| HN Mirror

Y	Hacker News new \| ask \| show \| jobs

by jerf 792 days ago

Not always. There are HTTP servers where you are making an HTTP request for an in-memory value where the work is less than the parsing cost for an HTTP request. There are many HTTP services where the time to fulfill the request is much longer than the parse cost of the request, but that time is not 100% CPU of either the server or any given service, because there's a lot of back and forth delays and latency. There are many HTTP services where they are 100% CPU and orders of magnitude greater than the cost of a HTTP request parse, but are still on the order of <1ms and if such a service was actually a message queue you might still be able to clog a message queue at least somewhat.
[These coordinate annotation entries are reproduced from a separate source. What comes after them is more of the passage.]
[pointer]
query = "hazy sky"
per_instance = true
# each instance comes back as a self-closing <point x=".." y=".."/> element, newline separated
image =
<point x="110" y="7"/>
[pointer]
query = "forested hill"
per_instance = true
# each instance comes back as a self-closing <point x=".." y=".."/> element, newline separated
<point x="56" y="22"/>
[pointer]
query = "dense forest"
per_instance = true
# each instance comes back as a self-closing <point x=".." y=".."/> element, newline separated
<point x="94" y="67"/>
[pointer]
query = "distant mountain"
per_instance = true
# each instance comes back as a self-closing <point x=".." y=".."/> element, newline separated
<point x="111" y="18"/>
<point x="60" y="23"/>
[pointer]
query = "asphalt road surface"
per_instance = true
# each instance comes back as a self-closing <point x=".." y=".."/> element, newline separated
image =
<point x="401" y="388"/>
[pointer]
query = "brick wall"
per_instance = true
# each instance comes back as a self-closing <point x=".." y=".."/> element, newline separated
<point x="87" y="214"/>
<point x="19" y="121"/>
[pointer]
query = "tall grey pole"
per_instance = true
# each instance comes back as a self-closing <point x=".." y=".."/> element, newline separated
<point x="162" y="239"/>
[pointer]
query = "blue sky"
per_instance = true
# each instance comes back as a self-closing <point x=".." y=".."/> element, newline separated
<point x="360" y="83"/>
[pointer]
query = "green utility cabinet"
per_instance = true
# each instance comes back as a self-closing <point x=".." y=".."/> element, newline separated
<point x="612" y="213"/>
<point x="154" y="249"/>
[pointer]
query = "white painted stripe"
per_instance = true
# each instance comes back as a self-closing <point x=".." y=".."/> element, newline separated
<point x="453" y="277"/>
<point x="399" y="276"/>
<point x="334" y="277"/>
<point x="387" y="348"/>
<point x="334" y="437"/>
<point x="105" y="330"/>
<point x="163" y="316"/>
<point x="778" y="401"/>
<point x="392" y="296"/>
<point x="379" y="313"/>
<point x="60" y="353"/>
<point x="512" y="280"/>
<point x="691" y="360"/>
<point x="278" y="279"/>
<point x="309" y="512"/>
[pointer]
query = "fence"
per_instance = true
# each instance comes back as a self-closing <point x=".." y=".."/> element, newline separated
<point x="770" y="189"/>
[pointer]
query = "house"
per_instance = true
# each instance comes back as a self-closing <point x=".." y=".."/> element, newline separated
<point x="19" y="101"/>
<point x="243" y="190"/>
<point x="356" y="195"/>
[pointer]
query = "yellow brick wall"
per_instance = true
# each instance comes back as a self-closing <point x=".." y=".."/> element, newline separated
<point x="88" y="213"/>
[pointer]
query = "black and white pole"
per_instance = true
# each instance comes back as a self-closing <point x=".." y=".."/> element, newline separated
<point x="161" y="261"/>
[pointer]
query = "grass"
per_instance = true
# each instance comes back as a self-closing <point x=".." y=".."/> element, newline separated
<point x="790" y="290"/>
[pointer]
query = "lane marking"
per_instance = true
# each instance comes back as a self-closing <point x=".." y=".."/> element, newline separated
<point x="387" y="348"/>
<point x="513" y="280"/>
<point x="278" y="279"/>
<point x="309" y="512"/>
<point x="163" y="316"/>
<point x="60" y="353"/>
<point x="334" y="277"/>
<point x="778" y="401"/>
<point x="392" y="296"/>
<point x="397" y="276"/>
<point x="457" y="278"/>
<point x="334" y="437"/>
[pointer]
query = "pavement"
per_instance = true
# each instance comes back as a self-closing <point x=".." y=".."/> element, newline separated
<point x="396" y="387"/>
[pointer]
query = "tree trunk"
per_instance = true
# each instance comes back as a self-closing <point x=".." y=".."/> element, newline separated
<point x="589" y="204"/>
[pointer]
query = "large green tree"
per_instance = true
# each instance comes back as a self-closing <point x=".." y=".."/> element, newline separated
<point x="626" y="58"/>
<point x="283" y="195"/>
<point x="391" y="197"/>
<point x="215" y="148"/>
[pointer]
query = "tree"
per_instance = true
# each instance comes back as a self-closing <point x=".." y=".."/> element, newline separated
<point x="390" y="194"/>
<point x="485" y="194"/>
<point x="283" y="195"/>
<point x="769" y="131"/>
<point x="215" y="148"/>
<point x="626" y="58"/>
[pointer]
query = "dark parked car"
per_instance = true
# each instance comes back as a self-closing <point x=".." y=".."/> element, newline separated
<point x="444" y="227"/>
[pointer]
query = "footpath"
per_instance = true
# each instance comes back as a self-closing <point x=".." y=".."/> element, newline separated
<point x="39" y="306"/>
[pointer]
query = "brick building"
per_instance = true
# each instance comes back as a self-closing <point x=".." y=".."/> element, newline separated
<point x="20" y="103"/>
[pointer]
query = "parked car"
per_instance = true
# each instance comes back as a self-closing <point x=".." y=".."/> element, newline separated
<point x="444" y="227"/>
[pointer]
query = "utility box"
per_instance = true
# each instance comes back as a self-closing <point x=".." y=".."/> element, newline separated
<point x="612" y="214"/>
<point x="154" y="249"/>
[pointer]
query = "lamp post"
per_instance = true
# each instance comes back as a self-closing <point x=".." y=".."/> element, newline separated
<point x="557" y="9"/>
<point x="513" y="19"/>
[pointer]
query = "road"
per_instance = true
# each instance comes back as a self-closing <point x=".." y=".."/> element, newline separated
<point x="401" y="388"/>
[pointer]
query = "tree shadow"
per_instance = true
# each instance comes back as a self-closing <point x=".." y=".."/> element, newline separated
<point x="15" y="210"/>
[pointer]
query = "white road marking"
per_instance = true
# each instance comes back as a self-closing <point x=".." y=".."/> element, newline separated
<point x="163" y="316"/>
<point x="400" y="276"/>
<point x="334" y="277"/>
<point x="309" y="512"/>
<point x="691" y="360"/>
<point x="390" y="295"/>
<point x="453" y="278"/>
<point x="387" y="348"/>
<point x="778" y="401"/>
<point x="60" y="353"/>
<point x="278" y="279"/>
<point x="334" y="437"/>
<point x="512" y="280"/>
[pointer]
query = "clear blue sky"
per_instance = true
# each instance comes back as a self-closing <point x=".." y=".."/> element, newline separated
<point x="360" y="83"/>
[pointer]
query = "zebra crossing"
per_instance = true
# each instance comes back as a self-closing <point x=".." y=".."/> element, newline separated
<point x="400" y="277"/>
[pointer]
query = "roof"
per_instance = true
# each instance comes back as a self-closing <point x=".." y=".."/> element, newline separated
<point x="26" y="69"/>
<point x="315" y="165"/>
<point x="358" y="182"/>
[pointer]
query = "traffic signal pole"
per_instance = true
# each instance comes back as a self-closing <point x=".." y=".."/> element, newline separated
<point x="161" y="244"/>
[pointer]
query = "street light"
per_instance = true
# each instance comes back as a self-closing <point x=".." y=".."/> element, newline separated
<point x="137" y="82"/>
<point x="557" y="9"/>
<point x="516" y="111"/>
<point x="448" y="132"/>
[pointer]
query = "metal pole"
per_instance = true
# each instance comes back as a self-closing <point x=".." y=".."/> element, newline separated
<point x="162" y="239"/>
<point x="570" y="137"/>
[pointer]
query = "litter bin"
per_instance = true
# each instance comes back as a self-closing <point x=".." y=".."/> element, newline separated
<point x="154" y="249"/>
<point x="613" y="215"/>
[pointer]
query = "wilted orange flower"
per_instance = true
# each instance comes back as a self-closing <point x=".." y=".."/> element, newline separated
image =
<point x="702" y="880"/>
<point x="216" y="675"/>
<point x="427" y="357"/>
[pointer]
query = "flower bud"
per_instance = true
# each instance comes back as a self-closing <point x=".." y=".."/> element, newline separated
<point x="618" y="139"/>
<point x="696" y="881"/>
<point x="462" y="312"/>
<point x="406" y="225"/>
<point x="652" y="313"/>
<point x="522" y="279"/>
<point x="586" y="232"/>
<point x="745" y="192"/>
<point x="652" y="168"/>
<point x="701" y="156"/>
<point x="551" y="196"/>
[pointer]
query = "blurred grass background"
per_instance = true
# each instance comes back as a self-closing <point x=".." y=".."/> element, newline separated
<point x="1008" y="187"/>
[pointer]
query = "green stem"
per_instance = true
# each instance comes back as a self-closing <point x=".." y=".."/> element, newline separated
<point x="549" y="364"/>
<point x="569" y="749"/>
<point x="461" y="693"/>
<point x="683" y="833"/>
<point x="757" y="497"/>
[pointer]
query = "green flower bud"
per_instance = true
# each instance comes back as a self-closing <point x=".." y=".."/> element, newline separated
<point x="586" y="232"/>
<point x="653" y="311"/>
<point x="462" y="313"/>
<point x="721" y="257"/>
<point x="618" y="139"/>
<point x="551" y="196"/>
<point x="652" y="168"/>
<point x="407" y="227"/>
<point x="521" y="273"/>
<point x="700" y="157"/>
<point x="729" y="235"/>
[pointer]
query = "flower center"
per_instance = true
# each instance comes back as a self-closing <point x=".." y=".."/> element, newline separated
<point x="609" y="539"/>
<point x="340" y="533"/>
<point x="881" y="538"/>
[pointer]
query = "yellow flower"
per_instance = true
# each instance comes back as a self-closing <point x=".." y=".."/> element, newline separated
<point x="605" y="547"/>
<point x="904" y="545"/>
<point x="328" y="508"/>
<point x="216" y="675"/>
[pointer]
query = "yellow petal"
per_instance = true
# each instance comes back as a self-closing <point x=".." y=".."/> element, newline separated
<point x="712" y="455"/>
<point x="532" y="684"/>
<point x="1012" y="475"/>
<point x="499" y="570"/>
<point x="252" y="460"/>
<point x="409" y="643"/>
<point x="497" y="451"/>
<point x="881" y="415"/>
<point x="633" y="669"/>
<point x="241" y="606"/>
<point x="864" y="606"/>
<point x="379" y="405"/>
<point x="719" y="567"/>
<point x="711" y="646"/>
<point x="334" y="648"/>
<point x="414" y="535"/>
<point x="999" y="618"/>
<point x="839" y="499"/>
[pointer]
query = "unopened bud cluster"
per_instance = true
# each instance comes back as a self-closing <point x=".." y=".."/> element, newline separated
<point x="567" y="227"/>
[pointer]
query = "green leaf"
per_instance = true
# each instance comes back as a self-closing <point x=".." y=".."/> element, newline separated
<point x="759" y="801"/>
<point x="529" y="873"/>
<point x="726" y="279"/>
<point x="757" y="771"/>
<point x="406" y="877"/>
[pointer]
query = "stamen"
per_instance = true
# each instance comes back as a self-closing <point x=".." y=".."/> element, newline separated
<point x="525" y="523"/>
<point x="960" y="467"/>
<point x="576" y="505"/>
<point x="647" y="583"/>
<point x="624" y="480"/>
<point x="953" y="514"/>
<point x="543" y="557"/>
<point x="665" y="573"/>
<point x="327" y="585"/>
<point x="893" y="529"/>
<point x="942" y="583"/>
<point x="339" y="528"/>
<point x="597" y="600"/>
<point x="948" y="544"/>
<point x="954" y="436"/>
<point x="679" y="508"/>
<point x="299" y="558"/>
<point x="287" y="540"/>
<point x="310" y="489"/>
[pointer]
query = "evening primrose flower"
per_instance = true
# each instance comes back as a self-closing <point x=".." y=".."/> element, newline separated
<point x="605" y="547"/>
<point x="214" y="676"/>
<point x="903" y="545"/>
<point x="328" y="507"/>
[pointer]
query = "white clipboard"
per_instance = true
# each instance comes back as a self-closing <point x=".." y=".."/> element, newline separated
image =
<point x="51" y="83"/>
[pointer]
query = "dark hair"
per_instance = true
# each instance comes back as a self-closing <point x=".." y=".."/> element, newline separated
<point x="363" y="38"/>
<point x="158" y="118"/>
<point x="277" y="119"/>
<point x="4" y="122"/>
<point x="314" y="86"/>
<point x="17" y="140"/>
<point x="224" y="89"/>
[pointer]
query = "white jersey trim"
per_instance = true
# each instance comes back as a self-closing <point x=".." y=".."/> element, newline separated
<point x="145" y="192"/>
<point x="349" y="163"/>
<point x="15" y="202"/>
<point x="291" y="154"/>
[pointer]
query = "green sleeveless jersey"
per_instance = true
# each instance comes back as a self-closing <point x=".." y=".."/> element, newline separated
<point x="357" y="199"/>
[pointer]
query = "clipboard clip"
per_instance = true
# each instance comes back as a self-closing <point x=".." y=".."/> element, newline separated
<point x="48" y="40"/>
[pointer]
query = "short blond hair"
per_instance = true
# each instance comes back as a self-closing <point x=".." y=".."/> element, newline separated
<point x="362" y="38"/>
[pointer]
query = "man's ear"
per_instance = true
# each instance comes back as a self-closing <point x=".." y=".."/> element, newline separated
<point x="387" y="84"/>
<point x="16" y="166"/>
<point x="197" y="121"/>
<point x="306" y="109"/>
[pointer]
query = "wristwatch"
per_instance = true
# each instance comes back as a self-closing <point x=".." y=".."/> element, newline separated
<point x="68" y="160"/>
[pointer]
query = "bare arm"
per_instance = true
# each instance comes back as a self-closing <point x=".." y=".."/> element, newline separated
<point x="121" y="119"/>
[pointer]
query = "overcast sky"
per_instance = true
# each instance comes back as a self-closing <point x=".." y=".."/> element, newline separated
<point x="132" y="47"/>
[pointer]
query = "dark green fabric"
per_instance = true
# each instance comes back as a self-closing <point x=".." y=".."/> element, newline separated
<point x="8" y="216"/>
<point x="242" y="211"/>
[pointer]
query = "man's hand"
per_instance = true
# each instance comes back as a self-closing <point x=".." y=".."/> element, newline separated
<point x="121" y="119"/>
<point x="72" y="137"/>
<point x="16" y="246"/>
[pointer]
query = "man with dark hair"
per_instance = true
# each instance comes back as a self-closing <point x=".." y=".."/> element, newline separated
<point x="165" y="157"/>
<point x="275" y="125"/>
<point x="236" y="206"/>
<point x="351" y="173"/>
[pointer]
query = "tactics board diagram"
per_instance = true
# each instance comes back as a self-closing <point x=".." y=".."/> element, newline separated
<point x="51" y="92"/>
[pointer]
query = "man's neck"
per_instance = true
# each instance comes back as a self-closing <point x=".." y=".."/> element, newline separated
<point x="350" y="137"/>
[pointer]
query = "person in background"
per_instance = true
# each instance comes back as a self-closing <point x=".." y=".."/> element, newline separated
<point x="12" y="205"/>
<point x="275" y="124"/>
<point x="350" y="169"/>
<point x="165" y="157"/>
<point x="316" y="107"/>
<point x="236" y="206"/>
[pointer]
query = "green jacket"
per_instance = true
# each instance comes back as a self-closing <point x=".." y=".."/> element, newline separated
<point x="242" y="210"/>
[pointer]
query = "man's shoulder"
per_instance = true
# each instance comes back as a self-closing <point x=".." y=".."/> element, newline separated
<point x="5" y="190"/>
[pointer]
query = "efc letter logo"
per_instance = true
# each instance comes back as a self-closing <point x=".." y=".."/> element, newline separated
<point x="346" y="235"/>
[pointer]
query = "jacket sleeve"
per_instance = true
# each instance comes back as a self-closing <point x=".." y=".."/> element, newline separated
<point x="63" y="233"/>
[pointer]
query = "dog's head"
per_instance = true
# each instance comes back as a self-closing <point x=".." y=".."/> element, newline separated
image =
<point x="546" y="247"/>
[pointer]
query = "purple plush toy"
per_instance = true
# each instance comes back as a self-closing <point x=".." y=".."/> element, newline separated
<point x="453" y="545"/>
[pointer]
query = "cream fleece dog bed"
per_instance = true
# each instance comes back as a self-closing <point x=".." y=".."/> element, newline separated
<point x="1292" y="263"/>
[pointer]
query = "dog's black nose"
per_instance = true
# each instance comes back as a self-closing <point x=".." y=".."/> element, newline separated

This is a very pessimal case, though. You make a tiny HTTP request which is parsed in microseconds at the most, and it invokes somewhere between one to five million microseconds of 100% utilization of an expensive resource. A thousand queuings per second would be fairly easy for a RPi, it could handle that no problem (at least assuming you use a decent language to manage it; a super fancy Python framework that also does a lot of metaprogramming might choke under the load, sure, though some half-carefully written Python still ought to be able to handle this), while those 1000 requests/second would require around 2000 GPUs to dispatch them in real time so we can maintain that 1000 rps. I'm pretty sure you can add an order of magnitude before I'd really start worrying about the RPi as a queuing mechanism, and you're getting to the RPi being able to queue for ~100,000 GPUs without too much strain. I don't know how many GPUs OpenAI has but that's got to be getting pretty close to their order of magnitude. They may have a million, I doubt ten million.

(Of course, I wouldn't actually do this on an RPi; I'm just using that as a performance benchmark.)